Is it safe to use Atomic<Range<float>> in various threads?

General JUCE discussion
1

Hello,
I am sorry, I am quite noob in Atomic subjects. I was always sure that juce::Atomic (or std::atomic) work properly only on basic primitives like int, bool, float etc. But I’ve just found out the line:

static_assert (std::atomic<Range<float>>::is_always_lock_free);

is compilable. And as far as I understand it, if std::atomic<T>::is_always_lock_free returns true it means that type T can be used as an atomic variable.

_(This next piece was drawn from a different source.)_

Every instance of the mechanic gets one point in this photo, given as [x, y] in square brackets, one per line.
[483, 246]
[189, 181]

But juce::Range<float> seems to be much more complex object than basic float.

So I would like to ask if it is safe if in DSP thread I use (read) object of:

Atomic<Range<float>> myAtomicRange;

which can be set in message thread?

To be more detailed, in DSP thread I want to use myRange by calling:

myAtomicRange.get().getStart();
myAtomicRange.get().getEnd();

And in message thread I set it be calling:

myAtomicRange.get.set({newStart, newEnd});

For any help great thanks in advance.

2

Looking at the code shows that the only two members that need to be copied by the default implementation is assigning two floats:

That means it is 2 * 32 bit, which fits into a single operation on a 64 bit architecture.

The methods don’t add to the size of the Range. Those trivial methods will be inlined most likely anyway.

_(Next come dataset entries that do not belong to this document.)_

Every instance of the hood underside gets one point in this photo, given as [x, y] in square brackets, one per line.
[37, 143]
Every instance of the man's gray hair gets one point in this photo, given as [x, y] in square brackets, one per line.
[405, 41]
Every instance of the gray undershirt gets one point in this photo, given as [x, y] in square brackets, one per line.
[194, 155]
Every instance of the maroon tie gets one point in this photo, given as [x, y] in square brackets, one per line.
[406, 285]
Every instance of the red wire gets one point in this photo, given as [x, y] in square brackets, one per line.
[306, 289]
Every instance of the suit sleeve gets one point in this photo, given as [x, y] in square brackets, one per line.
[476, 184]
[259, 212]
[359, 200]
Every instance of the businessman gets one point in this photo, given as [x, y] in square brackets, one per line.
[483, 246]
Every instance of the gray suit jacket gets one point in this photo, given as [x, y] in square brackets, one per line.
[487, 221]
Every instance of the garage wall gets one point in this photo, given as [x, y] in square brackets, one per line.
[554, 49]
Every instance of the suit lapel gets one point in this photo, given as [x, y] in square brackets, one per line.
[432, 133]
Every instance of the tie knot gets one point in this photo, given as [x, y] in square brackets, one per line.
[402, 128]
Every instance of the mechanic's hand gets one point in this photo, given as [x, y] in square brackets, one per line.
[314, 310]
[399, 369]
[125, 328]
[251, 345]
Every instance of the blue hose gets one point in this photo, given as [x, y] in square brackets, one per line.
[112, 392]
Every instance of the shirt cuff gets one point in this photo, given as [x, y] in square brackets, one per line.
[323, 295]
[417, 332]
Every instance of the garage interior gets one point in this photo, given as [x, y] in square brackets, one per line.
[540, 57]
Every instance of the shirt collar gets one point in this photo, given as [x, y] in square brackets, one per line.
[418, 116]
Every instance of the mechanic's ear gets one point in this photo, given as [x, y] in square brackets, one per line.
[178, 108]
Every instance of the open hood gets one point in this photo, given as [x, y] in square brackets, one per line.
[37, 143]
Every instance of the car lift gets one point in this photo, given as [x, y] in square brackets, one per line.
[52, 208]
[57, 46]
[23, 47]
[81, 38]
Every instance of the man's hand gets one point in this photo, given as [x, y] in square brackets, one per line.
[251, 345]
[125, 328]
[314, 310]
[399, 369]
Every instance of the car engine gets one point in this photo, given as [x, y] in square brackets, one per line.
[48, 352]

So I think the compiler is right :slight_smile:

3

Great thanks for your answer.
I would understand your answer, but I’ve just found out that:

static_assert (std::atomic<Rectangle<float>>::is_always_lock_free);

is compilable too. But in Rectangle<float> there are 4 floats. Two in position (Point<float>) and another two as a size (width and height).

So what about that?

4

hmm, interesting. Seems I didn’t fully understand it myself then. I’ll wait for somebody else to correct me :slight_smile:

1 Like
5

I don’t know why it works, but it seems that four floats can be atomic (at least on my computer):

#include <iostream>
#include <atomic>

int main() {
    struct myStruct {
        float a = 0, b = 0, c = 0, d = 0;
    };
    std::cout << std::atomic<myStruct>::is_always_lock_free;
}

#include <iostream>
#include <atomic>

int main() {
    struct myStruct {
        float a = 0, b = 0, c = 0, d = 0, e = 0;
    };
    std::cout << std::atomic<myStruct>::is_always_lock_free;
}

The first one outputs 1 and the second one outputs 0.

Seems to be related to CPU.